O caminho das pedras já foi traçado. Tanto as etiquetas RFID como a tinta SICPA são tecnologias que permitem um controle muito mais eficiente. A primeira opção é hoje vista como futuro do código de barras. Uma etiqueta com um micro chip que emite ondas de rádio frequência pode ser lida a metros de distância e carrega uma quantidade de informação extremamente superior ao de um código de barras convencional. Enquanto que a tinta, ela é invisível a olho nu e também pode carregar um número de informação muito superior. Existem sim outras opções para o combate a essa falta de base sólida para se controlar a produção. Hoje até a possibilidade de uso de hologramas é estudada, porém é uma tecnologia que ainda não atingiu o nível de maturidade das outras e é muito menos viável.
Ambas as implementações apresentam problemas consideráveis, um custo alto a ser aplicado em equipamento e um pouco de dificuldade em adequar todo o processo vão ser com certeza barreiras a serem superadas. A minha aposta é no RFID que de longe é uma tecnologia mais bem fundamentada. Nomes de peso apostam e investem nela. Wall Mart despeja quantidades consideráveis de recursos todos os anos para tornar o RFID mais viável e confiável.
Sendo algo mais próximo de um eventual padrão a ser adotado pela industria, é um investimento mais certo a longo prazo, quando custos de uso com certeza cairão.
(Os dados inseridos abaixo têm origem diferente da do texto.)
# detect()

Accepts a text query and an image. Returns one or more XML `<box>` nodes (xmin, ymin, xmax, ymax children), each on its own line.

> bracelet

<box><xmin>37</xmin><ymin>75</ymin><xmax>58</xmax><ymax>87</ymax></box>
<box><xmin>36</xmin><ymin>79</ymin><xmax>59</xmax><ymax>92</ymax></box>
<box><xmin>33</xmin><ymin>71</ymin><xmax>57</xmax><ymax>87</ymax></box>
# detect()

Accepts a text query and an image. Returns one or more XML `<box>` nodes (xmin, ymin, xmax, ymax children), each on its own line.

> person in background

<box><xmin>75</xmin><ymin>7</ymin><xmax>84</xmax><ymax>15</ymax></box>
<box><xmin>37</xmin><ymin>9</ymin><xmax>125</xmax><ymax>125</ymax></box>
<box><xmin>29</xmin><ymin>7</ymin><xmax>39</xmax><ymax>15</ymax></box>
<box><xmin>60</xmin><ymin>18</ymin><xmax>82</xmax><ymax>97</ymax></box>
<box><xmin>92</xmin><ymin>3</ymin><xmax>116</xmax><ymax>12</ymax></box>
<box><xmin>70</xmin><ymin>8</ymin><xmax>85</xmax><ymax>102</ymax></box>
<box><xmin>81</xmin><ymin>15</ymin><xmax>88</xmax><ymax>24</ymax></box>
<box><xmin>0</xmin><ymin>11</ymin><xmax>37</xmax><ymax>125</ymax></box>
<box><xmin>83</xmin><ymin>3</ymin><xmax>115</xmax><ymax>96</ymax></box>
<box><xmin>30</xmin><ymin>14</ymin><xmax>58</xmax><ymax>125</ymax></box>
Hoje o grande desafio é lidar com o alto investimento que iria existir, além de enfrentar um eventual aumento significativo no custo do produto final e de quebra enfrentar desafios de impedir uma queda de produção.
O maior interessado na implementação da solução é a União Europeia. Uma vez que ela que sofre para controlar a situação desgovernada que se encontra a proliferação de produtos falsificados e no dito mercado paralelo. Mas se a PMI quiser continuar competitiva e pronta para encarar desafios de logística por exemplo que devem começar a aparecer em breve, ela devia olhar com mais atenção para esse elo delicado do sistema de negócios dela.